Sind Learnings aus dem NetzDG bei der Entwicklung des DSA eingeflossen, z. B. hinsichtlich des Overblockings, der ungerechtfertigten Löschung von Inhalten?

Es sind viele Erfahrungswerte aus dem NetzDG eingeflossen, den deutschen Juristinnen und Juristen wurde in der Vorbereitungsphase des DSA sehr genau zugehört. Deutschlandintern gab es auch eine wissenschaftliche Evaluierung des NetzDG, aus der gelernt werden konnte. Dabei ist es grundsätzlich nicht einfach, festzustellen, wie viel es an Overblocking gibt. Unter Overblocking versteht man, dass die Plattformen, wenn sie gesetzlich dazu gezwungen werden zu moderieren, einen Anreiz haben, eher mehr zu löschen als weniger. Gleichzeitig aber sehen wir, dass Plattformen insgesamt immer noch viel zu wenig löschen – also auch „Underblocking“ machen, im Bereich rechtsradikaler, antisemitischer, frauenfeindlicher oder zu Gewalt aufrufender Inhalte beispielsweise. Overblocking und Underblocking bestehen also nebeneinander. Trotz ihrer Milliardengewinne haben es bisher nicht alle Plattformen geschafft, ein schnelles, funktionierendes Moderationsinstrumentarium aufzubauen, das die Rechte aller respektiert. Das ist bei Millionen von Inhalten, die minütlich hochgeladen werden, in unterschiedlichen Sprachen und Formen – Bildern, Videos, Texten –, auch keine leichte Aufgabe. Es werden Inhalte gelöscht, die weder rechtswidrig noch AGB-widrig sind, und leider bleiben auch Inhalte online, die AGB-widrig und rechtswidrig sind. Im Großen und Ganzen halte ich Underblocking für gesellschaftlich weitaus problematischer als Overblocking. Ein Problem ist, dass KI bislang nur bei großen Sprachen gut funktioniert hinsichtlich der Erkennung rechtswidriger oder AGB-widriger Inhalte. Auch deutschsprachige Inhalte müssen noch überwiegend händisch nachmoderiert werden. Bei noch kleineren Sprachen, in Regionen, wo der politische Druck zu moderieren fehlt, bleiben sehr viele hochproblematische Inhalte online, Hetze gegen bestimmte Bevölkerungsgruppen beispielsweise.
 


Trotz ihrer Milliardengewinne haben es bisher nicht alle Plattformen geschafft, ein schnelles, funktionierendes Moderationsinstrumentarium aufzubauen, das die Rechte aller respektiert. “



Welche Idee von Regulierung, welches Modell liegt dem DSA zugrunde?

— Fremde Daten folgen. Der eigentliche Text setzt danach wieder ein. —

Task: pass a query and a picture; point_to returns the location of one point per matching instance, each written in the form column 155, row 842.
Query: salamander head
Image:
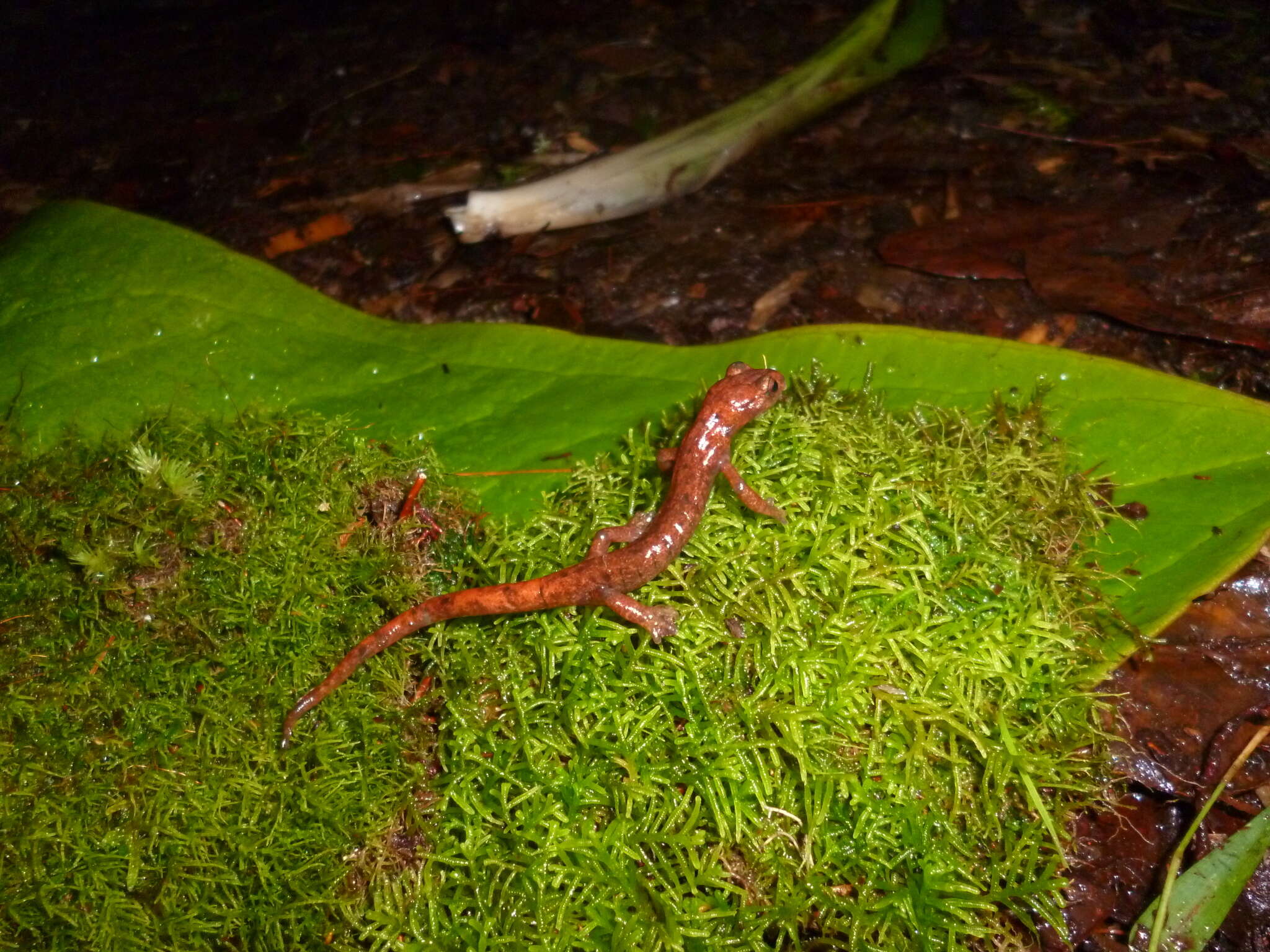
column 745, row 392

Eine Mischung aus Regulierung, Selbstregulierung und regulierter Selbstregulierung. Regulierung dadurch, dass eine Aufsichtsstruktur geschaffen wird. Die EU-Kommission spielt eine wichtige Rolle, außerdem muss jedes Land national einen sogenannten DSC, einen Digital Services Coordinator oder Digitale-Dienste-Koordinator benennen. In Deutschland wird die Bundesnetzagentur diese Aufgabe übernehmen und kontrollieren, dass die Pflichten aus dem DSA eingehalten werden. Weite Bereiche der Vorschriften aus dem DSA verpflichten die Anbieter selbst, Regeln zu entwickeln. Im Bereich der Desinformation z. B. kann der Staat wenig tun, Desinformation ist überwiegend legal. Nichtsdestotrotz ist sie im Aggregat sehr problematisch. Deshalb verweist der DSA auf bestehende private Kodizes wie den EU-Verhaltenskodex gegen Desinformation. Sehr viele große Unternehmen haben ihn unterzeichnet und halten sich daran. X (vormals Twitter) hat die Unterschrift nach Elon Musks Übernahme zurückgezogen. Der DSA nennt den Verhaltenskodex gegen Desinformation und macht ihn indirekt verbindlich, indem er eine Berichtspflicht einführt. Die Unternehmen müssen darlegen, wie sie gegen Desinformation vorgehen. Neben der Bundesnetzagentur sind auch die Landesmedienanstalten, die Landesdatenschutzbehörden, das Bundeskriminalamt und Einrichtungen des Jugendmedienschutzes mit der Umsetzung des DSA betraut.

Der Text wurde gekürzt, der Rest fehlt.